O drama de Christian Eriksen impactou o antigo colega Blind na estreia da Holanda na Euro. Pelo menos, o trauma foi superado (John Thys/Pool/Getty Images)

Da Euro em diante, Blind mudou de posição sem mudar de importância no Ajax: ao longo da temporada 2021/22, voltou a ser mais frequente na lateral esquerda, e esteve em todos os 34 jogos da campanha do bicampeonato holandês, mantendo regularidade nos desarmes por jogo e nos acertos de passe. Seleção? A mesma coisa: Van Gaal voltou, e Blind não perdeu nenhum minuto de nenhuma partida restante nas eliminatórias da Copa do Mundo, em 2021. Começou este 2022, e a situação seguiu a mesma.

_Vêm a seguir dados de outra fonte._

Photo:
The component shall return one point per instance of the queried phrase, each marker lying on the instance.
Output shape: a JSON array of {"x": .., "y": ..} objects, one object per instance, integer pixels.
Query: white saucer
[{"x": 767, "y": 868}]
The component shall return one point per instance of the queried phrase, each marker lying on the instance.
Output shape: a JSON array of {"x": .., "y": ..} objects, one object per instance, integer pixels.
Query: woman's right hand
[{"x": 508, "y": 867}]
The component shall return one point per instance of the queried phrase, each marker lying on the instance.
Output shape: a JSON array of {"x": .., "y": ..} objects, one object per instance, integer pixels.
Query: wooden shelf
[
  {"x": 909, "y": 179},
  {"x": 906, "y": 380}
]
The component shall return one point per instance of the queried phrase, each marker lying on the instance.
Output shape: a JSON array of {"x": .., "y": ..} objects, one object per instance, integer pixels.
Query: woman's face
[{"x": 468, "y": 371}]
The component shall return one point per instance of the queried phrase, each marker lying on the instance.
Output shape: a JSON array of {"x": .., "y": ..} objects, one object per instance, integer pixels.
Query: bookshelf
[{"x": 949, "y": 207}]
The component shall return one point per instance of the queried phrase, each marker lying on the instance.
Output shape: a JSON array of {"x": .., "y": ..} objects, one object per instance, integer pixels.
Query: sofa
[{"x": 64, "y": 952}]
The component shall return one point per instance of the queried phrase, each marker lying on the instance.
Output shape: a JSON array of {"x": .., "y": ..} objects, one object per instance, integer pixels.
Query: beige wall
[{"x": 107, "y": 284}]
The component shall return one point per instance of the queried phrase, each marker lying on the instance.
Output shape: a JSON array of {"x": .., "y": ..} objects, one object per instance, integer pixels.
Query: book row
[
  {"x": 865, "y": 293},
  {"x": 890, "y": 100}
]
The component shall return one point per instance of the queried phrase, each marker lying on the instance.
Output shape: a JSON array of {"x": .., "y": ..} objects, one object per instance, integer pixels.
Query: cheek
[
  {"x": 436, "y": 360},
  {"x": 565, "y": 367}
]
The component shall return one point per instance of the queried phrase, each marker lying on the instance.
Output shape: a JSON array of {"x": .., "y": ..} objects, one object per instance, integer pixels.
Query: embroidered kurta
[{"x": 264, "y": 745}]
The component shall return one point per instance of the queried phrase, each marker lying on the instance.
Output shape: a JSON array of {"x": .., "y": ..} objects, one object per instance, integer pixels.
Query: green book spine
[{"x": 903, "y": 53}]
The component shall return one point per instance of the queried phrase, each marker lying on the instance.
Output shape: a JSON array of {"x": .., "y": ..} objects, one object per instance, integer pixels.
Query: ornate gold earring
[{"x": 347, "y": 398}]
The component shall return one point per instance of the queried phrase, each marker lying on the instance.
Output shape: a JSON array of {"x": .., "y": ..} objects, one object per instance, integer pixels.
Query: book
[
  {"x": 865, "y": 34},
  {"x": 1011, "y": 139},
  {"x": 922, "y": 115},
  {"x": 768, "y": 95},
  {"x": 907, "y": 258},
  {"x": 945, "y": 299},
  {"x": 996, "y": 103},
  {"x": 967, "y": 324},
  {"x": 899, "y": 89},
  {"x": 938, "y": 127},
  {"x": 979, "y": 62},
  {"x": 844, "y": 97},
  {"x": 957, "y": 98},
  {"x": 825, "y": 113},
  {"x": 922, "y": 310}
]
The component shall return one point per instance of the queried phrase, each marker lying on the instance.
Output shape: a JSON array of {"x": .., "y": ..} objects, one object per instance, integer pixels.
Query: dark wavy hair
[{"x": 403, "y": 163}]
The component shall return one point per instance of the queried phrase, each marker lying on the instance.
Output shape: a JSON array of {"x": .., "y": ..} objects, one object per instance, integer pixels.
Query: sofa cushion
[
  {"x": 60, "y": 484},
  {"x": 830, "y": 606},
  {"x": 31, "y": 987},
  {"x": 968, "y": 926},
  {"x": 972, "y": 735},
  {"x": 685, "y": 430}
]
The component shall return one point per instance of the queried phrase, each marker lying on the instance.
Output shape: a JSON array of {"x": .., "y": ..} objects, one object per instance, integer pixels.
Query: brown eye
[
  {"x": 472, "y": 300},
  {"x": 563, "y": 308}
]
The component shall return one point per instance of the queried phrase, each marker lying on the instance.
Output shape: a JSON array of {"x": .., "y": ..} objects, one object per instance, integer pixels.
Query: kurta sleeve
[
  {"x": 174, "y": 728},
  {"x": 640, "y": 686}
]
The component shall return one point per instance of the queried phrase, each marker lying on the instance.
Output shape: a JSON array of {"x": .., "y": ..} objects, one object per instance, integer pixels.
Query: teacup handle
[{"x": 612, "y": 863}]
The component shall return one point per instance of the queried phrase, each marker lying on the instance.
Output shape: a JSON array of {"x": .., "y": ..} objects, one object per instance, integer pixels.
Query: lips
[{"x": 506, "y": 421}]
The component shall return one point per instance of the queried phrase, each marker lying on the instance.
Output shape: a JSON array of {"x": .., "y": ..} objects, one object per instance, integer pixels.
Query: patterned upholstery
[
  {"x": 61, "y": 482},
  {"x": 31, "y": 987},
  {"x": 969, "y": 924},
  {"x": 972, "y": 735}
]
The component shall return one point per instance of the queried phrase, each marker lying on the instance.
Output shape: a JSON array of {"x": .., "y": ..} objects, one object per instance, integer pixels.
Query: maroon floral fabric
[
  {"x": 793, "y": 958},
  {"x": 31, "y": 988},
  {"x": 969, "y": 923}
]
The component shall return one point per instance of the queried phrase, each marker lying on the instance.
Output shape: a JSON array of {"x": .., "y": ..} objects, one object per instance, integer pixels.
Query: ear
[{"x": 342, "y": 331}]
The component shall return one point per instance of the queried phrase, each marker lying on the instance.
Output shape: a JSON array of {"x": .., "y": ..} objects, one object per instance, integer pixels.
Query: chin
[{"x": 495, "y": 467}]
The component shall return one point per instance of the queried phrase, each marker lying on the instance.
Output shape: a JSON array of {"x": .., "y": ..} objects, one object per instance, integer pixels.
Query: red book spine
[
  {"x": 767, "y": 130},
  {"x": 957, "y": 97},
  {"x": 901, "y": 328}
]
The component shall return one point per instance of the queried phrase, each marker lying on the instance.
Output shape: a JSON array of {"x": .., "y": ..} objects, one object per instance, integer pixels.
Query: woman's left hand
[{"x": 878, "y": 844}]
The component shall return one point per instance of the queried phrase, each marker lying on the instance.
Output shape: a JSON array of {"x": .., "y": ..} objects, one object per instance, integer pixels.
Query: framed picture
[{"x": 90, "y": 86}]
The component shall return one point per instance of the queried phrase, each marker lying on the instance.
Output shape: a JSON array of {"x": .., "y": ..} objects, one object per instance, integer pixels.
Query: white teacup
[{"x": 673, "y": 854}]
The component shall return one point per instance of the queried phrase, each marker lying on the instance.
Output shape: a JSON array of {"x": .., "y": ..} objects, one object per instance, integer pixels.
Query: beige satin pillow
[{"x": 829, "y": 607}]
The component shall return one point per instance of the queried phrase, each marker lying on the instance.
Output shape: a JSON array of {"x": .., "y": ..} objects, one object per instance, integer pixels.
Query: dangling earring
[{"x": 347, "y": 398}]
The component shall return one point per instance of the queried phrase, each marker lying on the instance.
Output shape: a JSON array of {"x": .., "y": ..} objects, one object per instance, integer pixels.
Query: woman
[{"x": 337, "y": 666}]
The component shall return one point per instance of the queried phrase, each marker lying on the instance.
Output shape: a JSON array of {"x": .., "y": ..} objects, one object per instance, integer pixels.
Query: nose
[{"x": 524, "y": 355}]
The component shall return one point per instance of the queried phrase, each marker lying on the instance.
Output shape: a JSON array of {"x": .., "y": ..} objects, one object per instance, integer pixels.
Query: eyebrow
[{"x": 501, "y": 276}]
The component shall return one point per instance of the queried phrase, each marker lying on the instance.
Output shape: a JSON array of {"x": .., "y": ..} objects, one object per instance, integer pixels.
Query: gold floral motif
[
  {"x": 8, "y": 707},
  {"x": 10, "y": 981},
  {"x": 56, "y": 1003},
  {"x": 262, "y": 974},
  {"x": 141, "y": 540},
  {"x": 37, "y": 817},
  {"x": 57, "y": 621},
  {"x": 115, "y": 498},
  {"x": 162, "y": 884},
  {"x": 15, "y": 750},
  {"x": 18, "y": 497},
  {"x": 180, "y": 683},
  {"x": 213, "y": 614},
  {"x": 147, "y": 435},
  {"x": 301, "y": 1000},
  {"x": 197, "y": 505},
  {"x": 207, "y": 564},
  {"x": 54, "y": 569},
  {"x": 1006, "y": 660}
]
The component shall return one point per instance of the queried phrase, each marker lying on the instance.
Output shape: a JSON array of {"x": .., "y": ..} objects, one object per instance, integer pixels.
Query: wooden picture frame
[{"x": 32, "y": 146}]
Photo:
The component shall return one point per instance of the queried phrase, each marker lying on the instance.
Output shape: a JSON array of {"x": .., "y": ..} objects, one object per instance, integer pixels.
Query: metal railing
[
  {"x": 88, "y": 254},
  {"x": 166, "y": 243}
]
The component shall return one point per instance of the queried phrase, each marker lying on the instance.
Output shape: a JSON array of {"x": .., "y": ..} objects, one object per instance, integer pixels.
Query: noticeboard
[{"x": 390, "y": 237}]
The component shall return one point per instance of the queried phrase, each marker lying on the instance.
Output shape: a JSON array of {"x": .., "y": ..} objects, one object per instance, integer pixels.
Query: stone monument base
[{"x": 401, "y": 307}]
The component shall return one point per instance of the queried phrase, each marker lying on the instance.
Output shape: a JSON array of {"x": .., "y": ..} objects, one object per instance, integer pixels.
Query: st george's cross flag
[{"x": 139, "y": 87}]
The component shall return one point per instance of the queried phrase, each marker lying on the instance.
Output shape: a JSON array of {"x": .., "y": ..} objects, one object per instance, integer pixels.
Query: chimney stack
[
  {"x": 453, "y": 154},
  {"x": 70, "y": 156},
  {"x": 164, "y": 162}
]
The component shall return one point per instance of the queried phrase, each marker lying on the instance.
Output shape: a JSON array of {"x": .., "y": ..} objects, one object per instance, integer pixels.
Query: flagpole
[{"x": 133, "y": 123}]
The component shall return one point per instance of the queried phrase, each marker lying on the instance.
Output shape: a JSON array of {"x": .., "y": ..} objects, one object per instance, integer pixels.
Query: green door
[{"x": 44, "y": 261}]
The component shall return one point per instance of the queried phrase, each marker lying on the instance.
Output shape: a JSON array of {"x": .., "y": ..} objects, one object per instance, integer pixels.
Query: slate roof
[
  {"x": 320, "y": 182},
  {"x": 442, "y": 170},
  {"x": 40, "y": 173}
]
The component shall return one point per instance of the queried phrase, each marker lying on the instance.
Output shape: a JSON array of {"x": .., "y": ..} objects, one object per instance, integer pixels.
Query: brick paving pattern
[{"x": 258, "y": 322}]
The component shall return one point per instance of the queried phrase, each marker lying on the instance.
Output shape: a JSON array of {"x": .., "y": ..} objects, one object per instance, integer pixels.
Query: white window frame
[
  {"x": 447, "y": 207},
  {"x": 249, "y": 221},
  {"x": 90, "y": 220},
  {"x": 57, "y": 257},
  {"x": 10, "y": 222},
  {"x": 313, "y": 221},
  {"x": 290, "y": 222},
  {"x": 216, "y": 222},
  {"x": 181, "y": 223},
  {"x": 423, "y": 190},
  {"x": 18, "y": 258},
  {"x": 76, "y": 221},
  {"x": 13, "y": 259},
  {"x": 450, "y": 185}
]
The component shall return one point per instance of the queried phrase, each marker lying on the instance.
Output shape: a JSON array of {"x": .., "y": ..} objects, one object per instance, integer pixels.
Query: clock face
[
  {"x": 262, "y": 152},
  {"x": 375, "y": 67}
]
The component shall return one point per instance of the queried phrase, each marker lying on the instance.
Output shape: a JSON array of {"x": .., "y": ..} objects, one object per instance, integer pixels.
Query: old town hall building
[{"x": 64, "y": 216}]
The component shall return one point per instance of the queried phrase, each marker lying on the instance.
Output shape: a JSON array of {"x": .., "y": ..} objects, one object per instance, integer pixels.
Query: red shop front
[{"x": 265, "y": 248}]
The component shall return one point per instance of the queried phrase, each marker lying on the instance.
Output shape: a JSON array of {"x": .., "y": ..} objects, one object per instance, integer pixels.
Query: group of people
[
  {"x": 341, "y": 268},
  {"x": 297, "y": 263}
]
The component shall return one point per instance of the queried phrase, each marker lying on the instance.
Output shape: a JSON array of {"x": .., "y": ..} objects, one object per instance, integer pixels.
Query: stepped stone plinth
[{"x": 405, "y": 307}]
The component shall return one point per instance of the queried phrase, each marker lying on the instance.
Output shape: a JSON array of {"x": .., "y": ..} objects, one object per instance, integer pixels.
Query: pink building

No clube, Blind como titular absoluto - na lateral esquerda, como começou a temporada 2022/23, ou no miolo de zaga, cada vez mais protegido. O que não o livra de algumas falhas: por exemplo, o erro num gol do Napoli, na derrota por 4 a 2, na quarta rodada da fase de grupos da Liga dos Campeões.

Na seleção, o sobe-desce é ainda mais frequente. Com presença ainda mais inquestionável: dos oito jogos que a Laranja fez neste ano de Copa, Blind esteve em seis, sem ser substituído em nenhum. Às vezes, seus defeitos ficam à vista - como num dos gols que a Dinamarca fez, no 4 a 2 do amistoso de março, quando foi superado na corrida antes do cruzamento para Eriksen concluir. Contudo, suas qualidades também aparecem: foi assim, por exemplo, contra a Polônia, em junho, na Liga das Nações - com a Holanda perdendo por 2 a 0 em casa, foi de Blind o lançamento para Davy Klaassen marcar o primeiro gol e impulsionar o time rumo a um empate.

Erros e acertos, pontos fracos e pontos fortes... no balanço, Blind ainda ganha de longe para todos os seus treinadores. É considerado, apesar dos pesares, uma bandeira do Ajax em que tem tanta história. Conseguiu superar quaisquer traumas decorrentes dos problemas cardíacos por que passou. Terá até um documentário sobre sua carreira - "Daley Blind: Nooit meer stilstand" ("Daley Blind: parado, nunca mais"). Enfim, há contestação aqui e ali, e ela tem seu motivo. Nas rodadas recentes do Campeonato Holandês, ele até mesmo perdeu sua posição, estando na reserva. Mas por sua experiência - até em termos de Copa do Mundo -, por esse valor tático que tem para os times em que joga, Blind pode ser considerado um titular inquestionável da Holanda para este Mundial. Porque as falhas decorrentes da lentidão que os anos trazem são compensadas por qualidades que poucos dos convocados da Holanda podem igualar.